The other day I received an email from GOV.UK informing me that the seventh annual report on the implementation of Law Commission recommendations had been published. In the area of family law, it probably contains little that has not been mentioned on this blog previously, including by me. Nevertheless, I thought it might be useful to remind ourselves what we may be missing.
The report covers the implementation status of Law Commission reports since January 2017. The report is divided into three sections: recommendations that have been implemented during that period, recommendations that have not yet been implemented, and decisions taken not to implement recommendations. The recommendations that relate directly to family law all fall within the second section: recommendations that have not yet been implemented. That section is itself divided into two categories: recommendations in the process of implementation, and recommendations awaiting a Government decision on implementation. Sadly, the family law-related recommendations are all in the latter category.
There are three recommendations relating directly to family law, and I will deal with each of them in turn.
The first family law-related recommendation in the report, though not the first in time, was contained in the Commission’s report on Matrimonial Property, Needs and Agreements in February 2014. The report recommended clarification of the law of financial needs on divorce to ensure that the law is applied consistently by the courts, investigated whether an aid to the calculation of spousal support could be devised, and recommended the introduction of enforceable nuptial agreements. Guidance on needs has been published (you can find it here), and we are told that: “The Government is considering the Law Commission’s recommendations on a financial tool for separating couples and on qualifying nuptial agreements as part of a wider consideration of family law and will respond in due course.” Otherwise, nothing has been done, although hopefully, the new specialist financial remedy courts will have the effect of ensuring that the law is applied consistently across the country.

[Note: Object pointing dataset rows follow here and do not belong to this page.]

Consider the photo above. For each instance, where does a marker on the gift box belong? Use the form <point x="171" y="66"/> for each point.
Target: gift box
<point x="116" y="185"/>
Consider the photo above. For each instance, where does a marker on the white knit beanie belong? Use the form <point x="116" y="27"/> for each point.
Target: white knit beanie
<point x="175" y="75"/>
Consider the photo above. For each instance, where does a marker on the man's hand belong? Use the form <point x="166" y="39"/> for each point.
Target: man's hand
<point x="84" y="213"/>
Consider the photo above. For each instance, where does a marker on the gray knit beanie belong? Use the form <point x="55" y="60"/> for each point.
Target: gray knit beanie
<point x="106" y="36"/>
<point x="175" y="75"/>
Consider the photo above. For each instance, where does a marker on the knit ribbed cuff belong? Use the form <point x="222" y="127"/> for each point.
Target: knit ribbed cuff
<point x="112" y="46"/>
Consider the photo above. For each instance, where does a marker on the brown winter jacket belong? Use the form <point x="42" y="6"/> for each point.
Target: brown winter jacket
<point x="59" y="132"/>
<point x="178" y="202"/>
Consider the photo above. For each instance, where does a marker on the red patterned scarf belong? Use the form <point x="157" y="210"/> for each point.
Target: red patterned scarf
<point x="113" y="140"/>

The second family law-related recommendation in the report was actually contained in two Law Commission reports, on financial remedies for cohabitants and on inheritance rights for cohabitants, published in 2007 and 2011 respectively. Both have been kicked into the long grass by the Government, which announced in 2011 that it did not intend to take forward the recommendations in the Law Commission’s 2007 report in that current Parliament, and in 2013 made a similar announcement regarding the cohabitation related recommendations in the 2011 report. The only ray of hope is contained in the statement that: “The Government will be considering the Commission’s recommendations as part of a wider consideration of family law.” Hmm.

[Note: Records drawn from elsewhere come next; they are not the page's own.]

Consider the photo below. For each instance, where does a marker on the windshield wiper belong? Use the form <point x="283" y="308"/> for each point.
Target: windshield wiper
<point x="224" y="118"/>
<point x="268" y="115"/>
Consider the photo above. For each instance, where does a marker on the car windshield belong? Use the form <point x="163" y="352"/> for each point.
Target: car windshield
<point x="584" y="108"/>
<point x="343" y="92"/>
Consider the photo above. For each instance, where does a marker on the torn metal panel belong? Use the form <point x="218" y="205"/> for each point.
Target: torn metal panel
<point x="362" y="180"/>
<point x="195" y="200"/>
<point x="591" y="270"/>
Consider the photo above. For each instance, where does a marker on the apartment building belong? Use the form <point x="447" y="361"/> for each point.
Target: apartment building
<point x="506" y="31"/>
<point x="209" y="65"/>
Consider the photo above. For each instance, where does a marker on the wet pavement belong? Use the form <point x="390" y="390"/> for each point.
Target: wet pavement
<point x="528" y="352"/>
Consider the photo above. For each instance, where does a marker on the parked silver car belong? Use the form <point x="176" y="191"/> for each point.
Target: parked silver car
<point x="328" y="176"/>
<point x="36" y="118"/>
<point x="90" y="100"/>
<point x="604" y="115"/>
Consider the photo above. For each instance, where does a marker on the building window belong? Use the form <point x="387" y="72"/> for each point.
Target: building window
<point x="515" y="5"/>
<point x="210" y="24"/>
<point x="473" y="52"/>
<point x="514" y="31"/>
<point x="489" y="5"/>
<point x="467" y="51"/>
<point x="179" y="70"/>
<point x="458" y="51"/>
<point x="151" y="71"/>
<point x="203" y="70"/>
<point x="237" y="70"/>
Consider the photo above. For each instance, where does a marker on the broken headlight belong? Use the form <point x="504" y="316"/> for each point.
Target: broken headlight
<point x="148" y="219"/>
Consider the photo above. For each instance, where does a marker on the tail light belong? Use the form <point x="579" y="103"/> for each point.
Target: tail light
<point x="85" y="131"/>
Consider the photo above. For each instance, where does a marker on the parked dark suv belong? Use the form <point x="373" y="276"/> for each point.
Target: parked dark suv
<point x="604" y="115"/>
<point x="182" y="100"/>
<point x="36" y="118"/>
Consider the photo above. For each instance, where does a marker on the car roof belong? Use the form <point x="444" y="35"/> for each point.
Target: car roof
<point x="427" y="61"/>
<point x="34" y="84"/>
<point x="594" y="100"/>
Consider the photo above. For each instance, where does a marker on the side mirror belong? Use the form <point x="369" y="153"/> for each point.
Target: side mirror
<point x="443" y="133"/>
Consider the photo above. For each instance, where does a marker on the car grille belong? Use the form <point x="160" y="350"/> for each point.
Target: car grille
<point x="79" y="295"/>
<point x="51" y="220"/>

The final family law-related recommendation in the report was contained in the Commission’s report on enforcement of family financial orders, which was published in 2016. The report made various recommendations to simplify and improve the enforcement of financial orders, particularly useful for the many litigants in person who are now having to navigate this complex area. Many who have orders against them are avoiding their responsibilities by taking advantage of this complexity – and after all, if you can’t enforce an order, there is no point in having it in the first place. Again, the recommendations have not been implemented. The Government provided an interim response to the recommendations in August 2017, and a full response is promised: “in the context of the Government’s broader thinking on the family justice system.” Hmm again.
As I’m sure most readers will agree, there is some excellent stuff in these recommendations, which could go a long way towards seriously improving the family justice system. Obviously, the longer they ‘sit on the shelf’, the more likely that they will never be implemented. The excellent recommendations relating to rights for cohabitants, in particular, have now gathered a thick layer of dust.
Let us hope that these reform opportunities are not allowed to slip away.